Sept. 23, 2015, 1:48 p.m.

By Michael Donkor

Ghana has been commended for making tremendous progress towards achieving its Millennium Development Goals (MDGs). The targets of halving extreme poverty and providing potable water for people without access to safe drinking water were attained well ahead of 2015.

The target of gender parity in primary school was also achieved ahead of time, though not in all the regions of the country. This came to light at the launch of the 2015 MDGs Report in Accra on tuesday.

A lecturer at the University of Ghana, Dr William Baah-Boateng, and the United Nations Resident Coordinator in Ghana, Ms Christine Evans-Klock, who made the commendation, however, urged the government to change its strategy during the post-2015 era to fast-track progress on health-related goals.
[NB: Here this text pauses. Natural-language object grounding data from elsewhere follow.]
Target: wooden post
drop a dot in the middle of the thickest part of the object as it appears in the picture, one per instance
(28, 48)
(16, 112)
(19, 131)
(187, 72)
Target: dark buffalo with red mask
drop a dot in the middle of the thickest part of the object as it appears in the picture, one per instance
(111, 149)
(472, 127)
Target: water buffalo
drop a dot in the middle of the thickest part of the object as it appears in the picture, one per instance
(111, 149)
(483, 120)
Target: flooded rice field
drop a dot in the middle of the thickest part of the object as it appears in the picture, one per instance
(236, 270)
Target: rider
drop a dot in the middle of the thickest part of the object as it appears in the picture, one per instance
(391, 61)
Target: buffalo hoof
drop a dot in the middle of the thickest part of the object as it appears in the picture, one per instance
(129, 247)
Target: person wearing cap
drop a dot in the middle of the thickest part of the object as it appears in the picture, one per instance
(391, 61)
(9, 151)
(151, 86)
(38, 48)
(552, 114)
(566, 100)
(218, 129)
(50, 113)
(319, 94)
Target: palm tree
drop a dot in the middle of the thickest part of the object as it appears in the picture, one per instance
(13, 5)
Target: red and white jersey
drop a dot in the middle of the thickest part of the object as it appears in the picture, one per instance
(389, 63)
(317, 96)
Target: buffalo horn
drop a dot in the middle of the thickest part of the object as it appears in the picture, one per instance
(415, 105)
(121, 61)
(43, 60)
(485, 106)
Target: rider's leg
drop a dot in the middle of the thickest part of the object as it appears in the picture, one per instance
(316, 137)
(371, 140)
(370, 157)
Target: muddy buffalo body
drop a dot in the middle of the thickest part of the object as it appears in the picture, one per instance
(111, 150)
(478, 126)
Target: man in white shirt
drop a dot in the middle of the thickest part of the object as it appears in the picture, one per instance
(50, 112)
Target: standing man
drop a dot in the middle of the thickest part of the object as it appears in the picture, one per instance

The MDG Report for 2015 highlights the successes to be celebrated in Ghana but also points out the unfinished business.

MDGs Report

Reviewing the report, Dr Baah-Boateng said although the target was not met for universal primary education, there was substantial progress, as was the case for halting and reversing HIV prevalence, access to Information and Communication Technology (ICT) and considerably reducing hunger.

He said although Ghana made impressive progress, progress in some areas had been slow in terms of achieving full and productive employment.

He said some of the areas where the country made slow progress were equal share of women in wage employment in non-agricultural sectors, women’s involvement in governance, child and maternal health, as well as reversing the loss of environmental resources and improving sanitation.

He said efforts to ensure debt sustainability continued, in spite of recent economic challenges. Dr Baah-Boateng said Ghana’s transition to a lower middle-income country, coupled with poverty reduction and social protection interventions, largely explained the progress made so far.


He said the challenge, however, was how to sustain the progress made and advance towards the targets not likely to be met.

He said additionally, the relatively high incidence of extreme poverty and deeper depth of poverty in the three northern regions required particular policy attention.

Similarly, Dr Baah-Boateng said the high incidence of vulnerable employment and the considerable proportion of working people living in poor households needed to engage the attention of policy makers, so that economic growth could generate much more decent employment.

Domestic revenue

Launching the report, Ms Evans-Klock noted that with the achievement of a lower middle-income status, there was the need for Ghana to improve domestic revenue mobilisation to be able to finance its policies and programmes.

She said the government’s efforts to increase domestic financial resources could be supported by co-ordinated efforts with new development actors such as philanthropic foundations, prudent public-private partnerships and securing carbon financing options.